Hyperplastic lobules of proliferated Brunner's glands separated by fibrous septa (H&E, ×40).

Discussion

Brunner's glands were first described by Brunner in 1688 [5]. They are branched acinotubular glands located in the submucosa and lined with cuboidal-to-columnar clear cells in the glands and cuboidal cells in the duct [6]. The distinction between Brunner's gland hyperplasia and Brunner's gland hamartomas is arbitrary. Brunner's gland hyperplasia is considered if the lesion is <5 mm in size, either solitary or multiple, and Brunner's gland hyperplasia if it is ≥5 mm, contrary to Brunner's gland hyperplasia [7]. The symptomatic features of Brunner's gland hamartoma can be divided into two categories, namely hemorrhagic and obstructive type. The hemorrhagic manifestations due to ulceration or erosion of the tumor are melena, fatigue, anemia and rarely hematemesis [8]. Obstruction occurs when the hyperplasia is diffuse or a single adenoma grows too large, causing epigastric bloating, pain, nausea, vomiting and weight loss [9]. Patients with tumor-related obstructive complications tend to have hamartomas ≥2 cm [10]. In our case, the size of tumor was about 5 cm. The patient presented hemorrhagic manifestation such as 4 or 5 days of melena and obstruction symptoms like nausea.
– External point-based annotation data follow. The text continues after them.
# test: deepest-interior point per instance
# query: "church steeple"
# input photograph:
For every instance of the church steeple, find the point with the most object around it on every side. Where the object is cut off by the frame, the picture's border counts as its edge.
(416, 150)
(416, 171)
Uncommon presentations include obstructive jaundice, biliary fistula, recurrent pancreatitis or intussusception [5]. Most Brunner's gland hamartomas are located in the duodenal bulb (57%), but they may also be found in the second (27%) or third (7%) parts of the duodenum and are rarely detected in the pyloric canal (5%), jejunum (2%) or proximal ileum (2%) [2]. Most tumors are 1–2 cm in size, however, tumors sized about 9 cm are also reported [11]. In our case the tumor was originated from the pylorus, which seemed to be a rare location, and the size was bigger than usual. The exact pathogenesis is not well known, but many etiologies were proposed for the pathogenesis of Brunner's gland tumors, such as local irritation, parasympathetic activity, chronic pancreatitis, Helicobacter pylori infection and Billroth II reconstruction [12]. An accurate diagnosis can be difficult. The differential diagnosis usually includes leiomyomas, adenomas, lipomas, Peutz-Jeghers syndrome, adenocarcinomas, carcinoids, lymphomas, leiomyosarcomas, pancreatic or ampullary neoplasm [13].
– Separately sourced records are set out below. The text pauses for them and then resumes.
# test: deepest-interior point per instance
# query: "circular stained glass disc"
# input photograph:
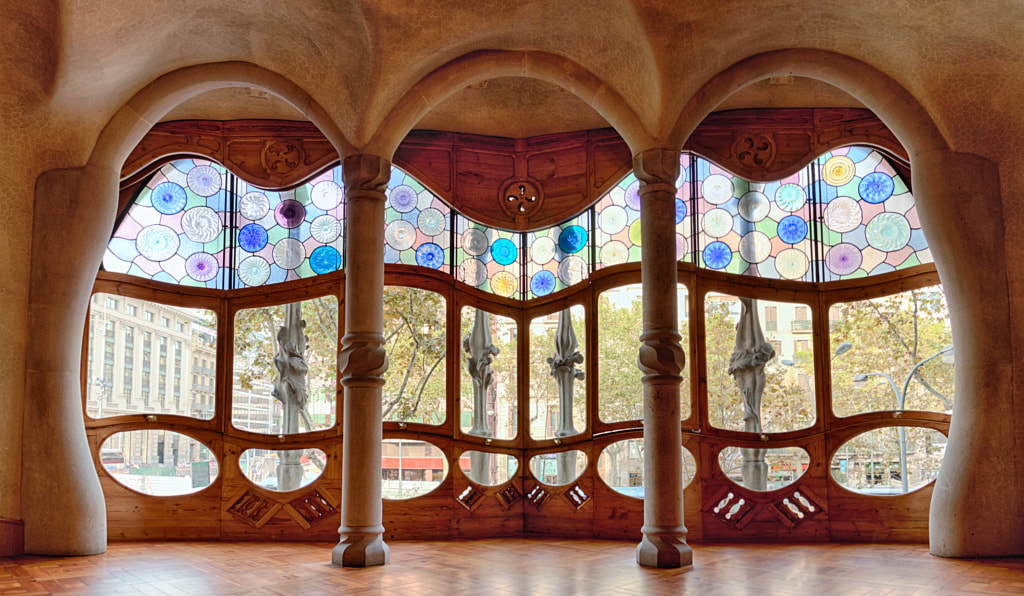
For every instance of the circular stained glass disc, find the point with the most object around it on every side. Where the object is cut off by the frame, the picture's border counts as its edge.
(430, 255)
(503, 284)
(254, 206)
(572, 239)
(204, 180)
(790, 198)
(290, 213)
(201, 224)
(755, 247)
(876, 187)
(474, 242)
(325, 228)
(325, 259)
(839, 170)
(633, 196)
(542, 284)
(289, 253)
(792, 228)
(612, 219)
(168, 198)
(252, 238)
(843, 214)
(543, 250)
(754, 206)
(157, 243)
(326, 195)
(613, 253)
(717, 222)
(473, 271)
(717, 255)
(402, 199)
(888, 231)
(843, 259)
(431, 221)
(504, 251)
(202, 266)
(717, 188)
(399, 235)
(254, 270)
(571, 270)
(791, 264)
Asymptomatic small Brunner gland hamartomas usually require no treatment. However, treatment is suggested for larger tumors, even if asymptomatic, to prevent development of complications such as bleeding or obstruction. Endoscopic resection is the treatment of choice if the tumor is pedunculated and relatively small, whereas larger-sized lesions require open surgical resection. Recurrence after endoscopic or surgical excision has not been reported. In our case, we decided to resect endoscopically because of melena, obstructive symptoms and pedunculated type. However, the tumor was too big to pass through the pylorus and to be resected with conventional snare at a time; therefore we decided to do endoscopic piecemeal resection. After applying endoclips to prevent bleeding, the tumor was successfully resected by two pieces with a snare, and there was no evidence of recurrence 5 months after resection.

Disclosure Statement

None of the authors has identified a conflict of interest.

Acknowledgement

This work was supported by the Soonchunhyang University Research Fund.